Выускники Херсонской мореходки

 

Главная • Проза • Евгений Куцев - На даче

На даче

На даче

На той же речке, у которой стоит крупный областной город, но километрах в двадцати выше по течению, между двумя зелёными ложбинами край поднимающегося берега облеплен небольшими, издали похожими друг на друга домиками из светлого кирпича. Вокруг каждого из домиков такие же небольшие и одинаковые по размеру приусадебные участки, где обязателен огород, виноградник и несколько фруктовых деревьев. Это уже не город, но ещё не совсем деревня. Перед нами дачный кооператив.
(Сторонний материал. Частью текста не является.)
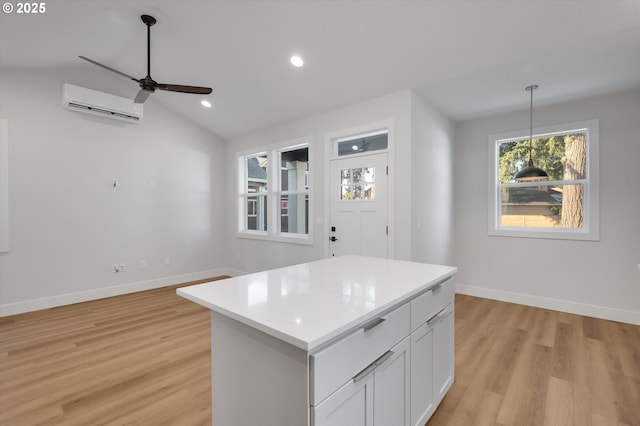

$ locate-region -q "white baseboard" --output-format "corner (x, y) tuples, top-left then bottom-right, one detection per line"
(0, 268), (230, 317)
(456, 283), (640, 325)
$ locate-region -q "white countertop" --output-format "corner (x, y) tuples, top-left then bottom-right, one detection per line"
(177, 256), (457, 352)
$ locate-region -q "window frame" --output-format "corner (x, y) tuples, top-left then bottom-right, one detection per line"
(236, 136), (313, 244)
(488, 119), (600, 241)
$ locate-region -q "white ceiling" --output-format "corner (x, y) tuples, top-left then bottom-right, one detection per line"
(0, 0), (640, 138)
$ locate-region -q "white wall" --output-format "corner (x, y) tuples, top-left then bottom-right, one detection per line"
(410, 94), (455, 265)
(0, 69), (226, 315)
(455, 90), (640, 324)
(226, 91), (411, 272)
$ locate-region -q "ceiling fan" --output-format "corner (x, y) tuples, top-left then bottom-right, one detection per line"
(79, 15), (213, 104)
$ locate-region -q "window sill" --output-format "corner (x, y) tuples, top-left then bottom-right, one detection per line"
(236, 231), (313, 245)
(489, 227), (600, 241)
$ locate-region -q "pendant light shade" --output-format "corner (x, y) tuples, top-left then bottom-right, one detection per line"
(514, 84), (549, 182)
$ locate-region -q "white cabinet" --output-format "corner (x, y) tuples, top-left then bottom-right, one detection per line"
(411, 323), (435, 426)
(312, 337), (411, 426)
(411, 280), (455, 426)
(178, 256), (456, 426)
(373, 337), (411, 426)
(433, 303), (454, 406)
(311, 374), (373, 426)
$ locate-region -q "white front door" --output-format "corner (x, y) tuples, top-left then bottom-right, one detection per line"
(329, 153), (389, 258)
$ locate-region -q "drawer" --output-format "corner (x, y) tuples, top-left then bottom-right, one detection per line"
(411, 277), (456, 331)
(310, 303), (411, 406)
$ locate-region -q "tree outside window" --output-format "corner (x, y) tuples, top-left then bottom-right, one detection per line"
(490, 120), (597, 239)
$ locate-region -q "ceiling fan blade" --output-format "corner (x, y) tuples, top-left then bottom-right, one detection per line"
(155, 83), (213, 95)
(78, 56), (140, 83)
(133, 89), (153, 104)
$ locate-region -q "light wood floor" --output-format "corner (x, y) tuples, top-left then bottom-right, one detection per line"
(0, 287), (640, 426)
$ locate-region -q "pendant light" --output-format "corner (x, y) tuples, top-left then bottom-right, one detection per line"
(514, 84), (549, 182)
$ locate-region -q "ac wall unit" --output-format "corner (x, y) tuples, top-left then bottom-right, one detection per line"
(62, 83), (142, 123)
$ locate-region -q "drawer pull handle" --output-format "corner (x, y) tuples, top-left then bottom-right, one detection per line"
(427, 308), (447, 325)
(353, 362), (376, 383)
(353, 351), (393, 383)
(362, 318), (386, 331)
(431, 277), (451, 292)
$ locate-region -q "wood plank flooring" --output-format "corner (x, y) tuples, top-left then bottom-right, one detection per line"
(0, 284), (640, 426)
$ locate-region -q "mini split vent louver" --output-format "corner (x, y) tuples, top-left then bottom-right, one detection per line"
(62, 83), (142, 123)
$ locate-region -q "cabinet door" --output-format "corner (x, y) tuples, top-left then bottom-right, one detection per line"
(433, 303), (454, 405)
(373, 337), (411, 426)
(411, 323), (435, 426)
(311, 371), (374, 426)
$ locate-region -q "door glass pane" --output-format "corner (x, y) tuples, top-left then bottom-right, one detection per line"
(340, 167), (376, 200)
(363, 167), (376, 183)
(340, 169), (351, 185)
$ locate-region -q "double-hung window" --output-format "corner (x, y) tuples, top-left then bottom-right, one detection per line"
(238, 141), (311, 243)
(489, 120), (599, 240)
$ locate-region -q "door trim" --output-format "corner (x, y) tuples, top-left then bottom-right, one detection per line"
(320, 119), (396, 259)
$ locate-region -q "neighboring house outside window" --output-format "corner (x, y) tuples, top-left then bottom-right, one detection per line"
(489, 120), (599, 240)
(238, 138), (311, 243)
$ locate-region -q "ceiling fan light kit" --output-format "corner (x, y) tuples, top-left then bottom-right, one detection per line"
(79, 15), (213, 104)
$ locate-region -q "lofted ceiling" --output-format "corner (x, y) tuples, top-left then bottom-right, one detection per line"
(0, 0), (640, 139)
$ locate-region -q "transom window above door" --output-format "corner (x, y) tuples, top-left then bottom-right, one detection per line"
(334, 129), (389, 157)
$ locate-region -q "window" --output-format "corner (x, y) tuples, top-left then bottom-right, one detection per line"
(489, 120), (599, 240)
(333, 129), (389, 157)
(238, 138), (310, 243)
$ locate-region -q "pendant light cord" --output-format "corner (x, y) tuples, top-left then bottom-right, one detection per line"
(525, 84), (538, 167)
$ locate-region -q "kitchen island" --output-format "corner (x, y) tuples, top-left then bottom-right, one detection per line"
(177, 256), (457, 426)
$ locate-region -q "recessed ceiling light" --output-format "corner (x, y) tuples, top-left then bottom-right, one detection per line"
(291, 56), (304, 68)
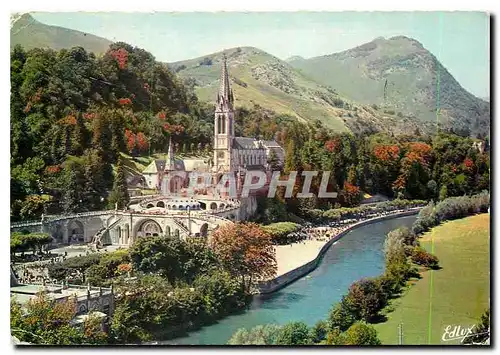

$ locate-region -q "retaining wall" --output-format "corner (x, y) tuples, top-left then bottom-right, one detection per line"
(257, 207), (422, 294)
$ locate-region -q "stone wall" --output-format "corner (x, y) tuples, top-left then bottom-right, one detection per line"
(257, 207), (421, 294)
(238, 195), (257, 221)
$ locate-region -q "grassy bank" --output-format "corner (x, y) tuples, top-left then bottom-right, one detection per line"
(376, 213), (490, 345)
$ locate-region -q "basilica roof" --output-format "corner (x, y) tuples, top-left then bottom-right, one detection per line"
(232, 137), (263, 149)
(142, 159), (186, 174)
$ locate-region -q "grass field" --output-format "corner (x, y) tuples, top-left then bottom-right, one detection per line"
(375, 214), (490, 345)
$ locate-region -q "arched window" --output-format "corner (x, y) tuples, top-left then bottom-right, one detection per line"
(222, 116), (226, 134)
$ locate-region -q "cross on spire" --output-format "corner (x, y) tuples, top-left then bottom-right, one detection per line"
(217, 53), (233, 104)
(165, 135), (175, 171)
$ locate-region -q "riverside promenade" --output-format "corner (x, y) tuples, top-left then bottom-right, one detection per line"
(256, 207), (422, 294)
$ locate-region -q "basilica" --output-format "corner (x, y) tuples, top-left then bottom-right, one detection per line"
(142, 55), (284, 196)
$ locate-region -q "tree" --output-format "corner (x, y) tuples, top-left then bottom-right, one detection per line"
(345, 322), (381, 345)
(309, 320), (328, 344)
(327, 296), (356, 331)
(130, 237), (189, 285)
(209, 223), (277, 292)
(108, 159), (130, 208)
(276, 322), (311, 345)
(267, 149), (281, 171)
(10, 293), (108, 345)
(130, 237), (217, 285)
(346, 279), (387, 322)
(463, 309), (490, 344)
(227, 324), (281, 345)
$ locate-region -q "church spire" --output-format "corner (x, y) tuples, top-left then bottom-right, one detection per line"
(217, 53), (233, 104)
(165, 135), (175, 171)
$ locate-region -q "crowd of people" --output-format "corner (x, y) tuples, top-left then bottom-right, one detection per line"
(287, 210), (412, 245)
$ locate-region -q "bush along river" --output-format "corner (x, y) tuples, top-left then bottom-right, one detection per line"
(157, 215), (416, 345)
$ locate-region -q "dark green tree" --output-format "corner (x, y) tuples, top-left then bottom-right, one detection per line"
(108, 159), (130, 209)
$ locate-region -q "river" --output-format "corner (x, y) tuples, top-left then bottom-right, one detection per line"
(159, 216), (416, 345)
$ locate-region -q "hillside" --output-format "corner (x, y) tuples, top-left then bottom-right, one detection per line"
(289, 36), (490, 138)
(10, 14), (112, 53)
(169, 47), (426, 133)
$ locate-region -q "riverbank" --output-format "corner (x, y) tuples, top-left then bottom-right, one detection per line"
(257, 207), (421, 294)
(375, 213), (490, 345)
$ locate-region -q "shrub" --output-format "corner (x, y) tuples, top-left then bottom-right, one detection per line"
(411, 247), (439, 269)
(309, 320), (328, 344)
(327, 296), (356, 331)
(227, 324), (281, 345)
(346, 278), (387, 322)
(344, 322), (381, 345)
(276, 322), (311, 345)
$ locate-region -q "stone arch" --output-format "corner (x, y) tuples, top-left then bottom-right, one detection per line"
(136, 219), (163, 237)
(78, 304), (87, 314)
(168, 174), (184, 194)
(200, 223), (208, 237)
(52, 223), (64, 243)
(66, 219), (85, 244)
(85, 217), (106, 243)
(122, 223), (130, 245)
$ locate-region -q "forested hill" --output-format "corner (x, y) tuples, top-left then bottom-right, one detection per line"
(11, 43), (489, 225)
(10, 14), (112, 54)
(11, 43), (213, 218)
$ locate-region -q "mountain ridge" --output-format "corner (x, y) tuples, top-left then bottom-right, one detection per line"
(10, 13), (113, 54)
(11, 14), (490, 138)
(167, 47), (434, 133)
(290, 36), (490, 135)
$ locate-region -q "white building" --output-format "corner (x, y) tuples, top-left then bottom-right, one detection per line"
(142, 55), (284, 191)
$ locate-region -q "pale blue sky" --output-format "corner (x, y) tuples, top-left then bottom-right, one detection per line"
(33, 12), (490, 97)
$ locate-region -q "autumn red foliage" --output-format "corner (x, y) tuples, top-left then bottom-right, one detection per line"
(58, 115), (76, 126)
(464, 158), (474, 170)
(209, 223), (277, 290)
(118, 97), (132, 106)
(135, 132), (149, 152)
(163, 123), (184, 134)
(125, 129), (136, 153)
(373, 144), (399, 161)
(111, 48), (128, 70)
(83, 112), (97, 120)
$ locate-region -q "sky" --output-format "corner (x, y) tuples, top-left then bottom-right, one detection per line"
(32, 12), (490, 98)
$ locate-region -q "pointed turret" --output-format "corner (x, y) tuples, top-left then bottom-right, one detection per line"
(217, 53), (233, 105)
(165, 135), (175, 171)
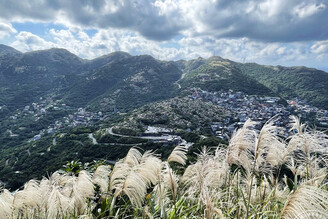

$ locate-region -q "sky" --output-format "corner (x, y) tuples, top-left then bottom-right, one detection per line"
(0, 0), (328, 71)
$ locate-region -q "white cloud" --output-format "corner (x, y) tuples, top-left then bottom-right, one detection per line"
(10, 31), (57, 52)
(311, 40), (328, 55)
(0, 20), (17, 39)
(293, 2), (326, 18)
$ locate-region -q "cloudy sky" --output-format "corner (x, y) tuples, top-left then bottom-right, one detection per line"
(0, 0), (328, 71)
Середина августа, багрово-фиолетовый вечер и полное безветрие. Время, как и ровная поверхность сонной речки, почти не движется. Во дворе четвёртой, считая от реки, дачи, стоящей не на склоне, а на плоской верхушке холма, горит костёр; над огнём, по всем правилам ожидаемого удовольствия, висит булькающий закопчённый котелок, в котелке варится уха.

Рядом с костром расположились трое пожилых мужчин-пенсионеров. Один из них, коренастый, с серебристой аккуратно подстриженной бородкой – хозяин дачи, человек редко встречаемой в наших краях профессии: капитан дальнего плавания Иван Тимофеевич. Он полулежит в шезлонге, накинув на плечи шерстяную вязаную кофту, и курит трубку, благодушно щурясь на языки пламени. Левая его рука, картинно отведенная в сторону, опирается на палочку.
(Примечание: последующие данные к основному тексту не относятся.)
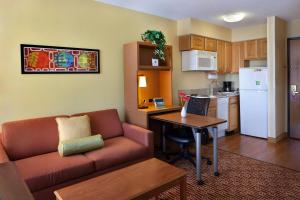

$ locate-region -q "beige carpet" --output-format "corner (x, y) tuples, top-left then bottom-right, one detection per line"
(159, 148), (300, 200)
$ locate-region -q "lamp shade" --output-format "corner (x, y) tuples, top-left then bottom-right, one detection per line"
(139, 75), (147, 87)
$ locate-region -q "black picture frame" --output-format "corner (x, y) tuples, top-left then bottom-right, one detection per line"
(20, 44), (100, 74)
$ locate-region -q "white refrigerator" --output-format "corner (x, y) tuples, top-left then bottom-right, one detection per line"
(239, 68), (268, 138)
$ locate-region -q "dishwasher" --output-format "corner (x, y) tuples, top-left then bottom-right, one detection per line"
(217, 97), (229, 137)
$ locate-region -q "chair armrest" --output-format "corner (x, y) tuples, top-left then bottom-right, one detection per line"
(122, 122), (154, 157)
(0, 138), (9, 163)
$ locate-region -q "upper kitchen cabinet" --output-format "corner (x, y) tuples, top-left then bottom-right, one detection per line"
(231, 42), (245, 73)
(257, 38), (268, 59)
(217, 40), (232, 74)
(225, 42), (232, 73)
(179, 34), (205, 51)
(245, 38), (267, 60)
(205, 38), (217, 51)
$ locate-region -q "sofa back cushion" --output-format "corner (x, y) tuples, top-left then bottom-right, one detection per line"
(73, 109), (123, 139)
(2, 116), (64, 160)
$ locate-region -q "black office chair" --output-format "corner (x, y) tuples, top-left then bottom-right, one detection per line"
(165, 97), (212, 166)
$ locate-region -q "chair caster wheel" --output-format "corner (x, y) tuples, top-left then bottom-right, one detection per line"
(197, 180), (204, 185)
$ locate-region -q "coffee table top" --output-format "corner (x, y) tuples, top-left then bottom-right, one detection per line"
(54, 158), (186, 200)
(0, 162), (33, 200)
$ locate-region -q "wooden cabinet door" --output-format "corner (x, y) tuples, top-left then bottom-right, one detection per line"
(191, 35), (205, 50)
(229, 104), (239, 131)
(231, 42), (241, 73)
(239, 42), (245, 68)
(245, 40), (257, 60)
(217, 40), (226, 74)
(205, 38), (217, 51)
(257, 38), (267, 59)
(225, 42), (232, 73)
(231, 42), (245, 73)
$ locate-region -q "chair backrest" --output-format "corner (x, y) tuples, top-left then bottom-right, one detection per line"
(187, 96), (210, 115)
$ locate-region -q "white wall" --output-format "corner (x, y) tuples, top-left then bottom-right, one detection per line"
(268, 16), (287, 138)
(287, 19), (300, 37)
(231, 24), (267, 42)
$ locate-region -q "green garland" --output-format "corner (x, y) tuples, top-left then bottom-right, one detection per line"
(141, 30), (166, 60)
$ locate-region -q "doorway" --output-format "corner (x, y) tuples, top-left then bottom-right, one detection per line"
(288, 37), (300, 139)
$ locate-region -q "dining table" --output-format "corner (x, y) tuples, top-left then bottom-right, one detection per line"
(151, 112), (227, 185)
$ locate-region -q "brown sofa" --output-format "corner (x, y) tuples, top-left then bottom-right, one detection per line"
(0, 109), (153, 200)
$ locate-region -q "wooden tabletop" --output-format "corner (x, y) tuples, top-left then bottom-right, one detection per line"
(151, 112), (227, 128)
(0, 162), (34, 200)
(54, 158), (186, 200)
(138, 105), (181, 114)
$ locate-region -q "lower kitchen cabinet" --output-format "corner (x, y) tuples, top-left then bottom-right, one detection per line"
(228, 96), (240, 132)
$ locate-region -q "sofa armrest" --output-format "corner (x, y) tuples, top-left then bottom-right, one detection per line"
(122, 122), (154, 156)
(0, 138), (9, 163)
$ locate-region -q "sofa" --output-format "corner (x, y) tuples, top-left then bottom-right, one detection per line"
(0, 109), (153, 200)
Второй, давний друг хозяина дачи, высокий и сухощавый, время от времени отгоняя от себя комаров, раскладывает посуду, хлеб и ещё какую-то снедь вокруг горящей в стеклянной банке свечи на накрытом клеёнкой лёгком пластиковом столе. Друг капитана тоже дачник, владелец соседнего участка, и тоже бывший моряк, только не капитан, а старший механик. Третий в компании – старожил дачного посёлка, его душа и опекун, вездесущий и всё про всех знающий дядя Сеня. Этот с ложкой пристроился на корточках у костра, подкладывает в огонь щепки и следит за приготовлением ухи.

Между присутствующими царит полное согласие, совершенно очевидно, что мужчины давно знакомы, понимают друг друга с полуслова, и находиться в общей компании всем троим приятно. Их дружеские разговоры определённой темы не имеют и вьются вокруг рыбалки, воспоминаний и всякой житейской всячины.

- Николай, ты чего такой грустный? – после затянувшейся паузы бодро говорит капитан, со смешинкой глядя на друга, – По жене соскучился, что ли?

- Нет, это она по цивилизации соскучилась, – с деланным раздражением реагирует тот на подковырку. – Поехала к детям. Хоть пару ночей без комаров поспит. Тут же у вас… а, чёрт! – он прихлопывает очередного комара. – Извращенцы какие-то. На даче, я так соображаю, отдыхать надо и получать удовольствие, а комаров кормить и горбатиться тут над всякими грядками, а потом спину неделю лечить – да гори оно пропадом!

- О! А зачем же ты тогда дачу покупал?

- А сколько я бываю на этой даче? Это жена у меня любительница, ей нравится. А моя бы воля, я сюда вообще не приезжал бы.

- Так во-от как ты хочешь? Значит, жене дачу купил? На жене выезжаешь, она тебе и помидорчиков, и огурчиков свеженьких, и петрушечку, а ты в городе сидишь и руководишь дистанционно? Вот не знал, что друг у меня такой ленивый, не знал. А ты вот какой, оказывается. Ленивый, корыстный, да ещё с барскими замашками.

- Тимофеевич! – с улыбкой поддерживает тему дядя Сеня, – А на следующий раз пусть Николай приедет, рыбы наловит, а мы к нему в гости заявимся, его уху оценим, а? С бутылкой придём.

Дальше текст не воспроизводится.